Op grond van de aard en de ernst van het feit is de rechtbank van oordeel dat – uit een oogpunt van normhandhaving en preventie – alleen een vrijheidsbenemende straf in aanmerking komt. Volgens de oriëntatiepunten voor straftoemeting voor drugskoeriers van het LOVS is het uitgangspunt bij de invoer van een dergelijke hoeveelheid drugs een gevangenisstraf voor de duur van 48 maanden. De rechtbank houdt echter rekening met het feit dat, hoewel verdachte ruim 11 kilo cocaïne Nederland heeft binnengebracht en hij dit op zichzelf ook had kunnen constateren toen hij de rolkoffers tilde, niet kan worden gezegd dat hij, mede gelet op de in verhouding tot de hoeveelheid cocaïne geringe beloning die hij naar zijn zeggen kreeg, zich daadwerkelijk bewust was van de precieze hoeveelheid cocaïne die hij vervoerde. De rechtbank ziet hierin en gelet op de jeugdige leeftijd van verdachte aanleiding ten voordele van verdachte af te wijken van de straf zoals door de officier van justitie is gevorderd en de op te leggen straf in aanzienlijke mate te matigen.
Alles afwegende is de rechtbank van oordeel dat een vrijheidsbenemende straf van na te noemen duur moet worden opgelegd.
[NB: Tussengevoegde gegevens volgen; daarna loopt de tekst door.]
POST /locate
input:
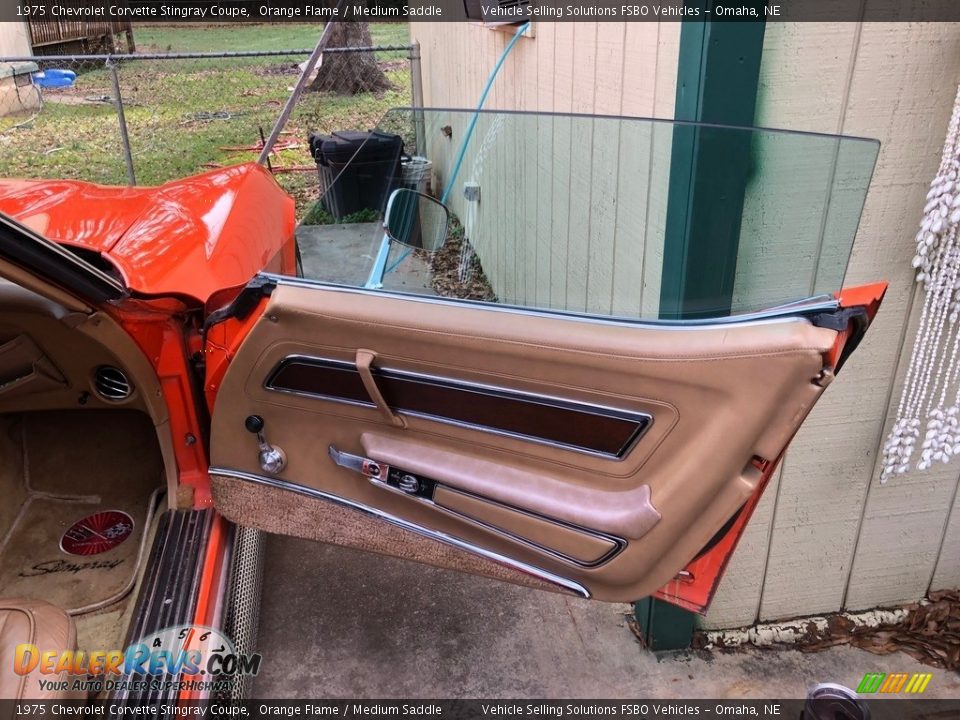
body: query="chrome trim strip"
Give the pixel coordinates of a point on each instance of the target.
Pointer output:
(378, 478)
(644, 421)
(819, 303)
(456, 542)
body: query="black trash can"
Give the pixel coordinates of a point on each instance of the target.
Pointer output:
(357, 170)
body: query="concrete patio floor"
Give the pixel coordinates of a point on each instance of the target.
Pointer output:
(341, 623)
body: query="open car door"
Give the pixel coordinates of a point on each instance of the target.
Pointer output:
(567, 445)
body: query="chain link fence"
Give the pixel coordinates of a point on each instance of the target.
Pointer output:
(147, 119)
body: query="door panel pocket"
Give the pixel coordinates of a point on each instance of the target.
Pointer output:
(24, 369)
(578, 545)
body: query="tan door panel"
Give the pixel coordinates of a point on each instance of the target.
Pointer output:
(583, 547)
(645, 434)
(625, 512)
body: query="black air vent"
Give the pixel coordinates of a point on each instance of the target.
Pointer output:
(112, 384)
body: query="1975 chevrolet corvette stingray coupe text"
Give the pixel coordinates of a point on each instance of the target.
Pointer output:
(175, 379)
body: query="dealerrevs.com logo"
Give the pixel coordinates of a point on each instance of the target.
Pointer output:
(197, 657)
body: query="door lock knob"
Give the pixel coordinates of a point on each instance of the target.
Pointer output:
(272, 458)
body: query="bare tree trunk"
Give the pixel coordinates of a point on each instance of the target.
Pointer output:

7.Toepasselijke wettelijke voorschriften

De volgende wetsartikelen zijn van toepassing:
artikelen 2 en 10 van de Opiumwet.

8.Beslissing

De rechtbank:
Verklaart bewezen dat verdachte het ten laste gelegde feit heeft begaan zoals hiervoor onder 3.5 weergegeven.
Verklaart niet bewezen wat aan verdachte meer of anders is ten laste gelegd dan hierboven als bewezen is aangenomen en spreekt hem daarvan vrij.
Bepaalt dat het bewezen verklaarde feit het hierboven onder 4. vermelde strafbare feit oplevert.
Verklaart verdachte hiervoor strafbaar.
Veroordeelt verdachte tot een gevangenisstraf voor de duur van
36 maanden.
Bepaalt dat de tijd die verdachte vóór de tenuitvoerlegging van dit vonnis in verzekering en voorlopige hechtenis heeft doorgebracht, bij de tenuitvoerlegging van de opgelegde gevangenisstraf in mindering wordt gebracht, voor zover die tijd niet reeds op een andere straf in mindering is gebracht.
Samenstelling rechtbank en uitspraakdatum
Dit vonnis is gewezen door
mr. C.H. de Jonge van Ellemeet, voorzitter,
mrs. D.D.M. Hazeu en J.J.M. Uitermark, rechters,
in tegenwoordigheid van de griffier mr. S.S. Clements,
en uitgesproken op de openbare terechtzitting van 10 april 2017.
Mr. D.D.M. Hazeu en mr. C.H. de Jonge van Ellemeet zijn buiten staat dit vonnis mede te ondertekenen.